Archives for category: West Virginia

I wanted to go to Charleston, West Virginia, to thank the leaders of the Red4Ed Teachers Strike of 2018. Jay O’Neal of the NEA local and Fred Albert of the AFT local made it happen. I spoke on February 22, the second anniversary of the strike.

The teachers themselves were amazed by what they had done. They were outraged back then when the cost of their health insurance reduced their already meager take home pay. They met, count by county, they organized, they eventually realized they would be ignored unless they went out on strike.

Their strike wasn’t just one county or district, but the entire state. West Virginia is a right to work state. They could be fired for striking. But every superintendent closed every school and every school employee, including support staff and bus drivers, struck too.

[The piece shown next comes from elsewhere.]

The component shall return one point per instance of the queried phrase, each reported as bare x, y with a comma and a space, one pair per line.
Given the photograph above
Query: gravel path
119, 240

At one point the union leaders announced a deal that included a 5% raise for teachers but not other staff, and the teachers sent them back to demand the same raise for everyone.

They won the raise but governor promised only a “commission” to study the onerous burden of health care costs. They are still waiting. The Governor, Jim Justice, is the only billionaire in the state, and he doesn’t know what it means to live paycheck to paycheck. He was elected as a Democrat, but six months after he won in 2016, he switched parties and embraced Trump.

After the raises they won, teachers’ starting pay is $37,000, and the top pay for a teacher with many years of experience and a doctorate is about $65,000 (those greedy teachers!!).

West Virginia is a poor state that has suffered through a dire opioid crisis. It has a storied history of miners’ strikes. The people I met love their state, loves it’s mountains and folkways, and are fighting for its children and its future.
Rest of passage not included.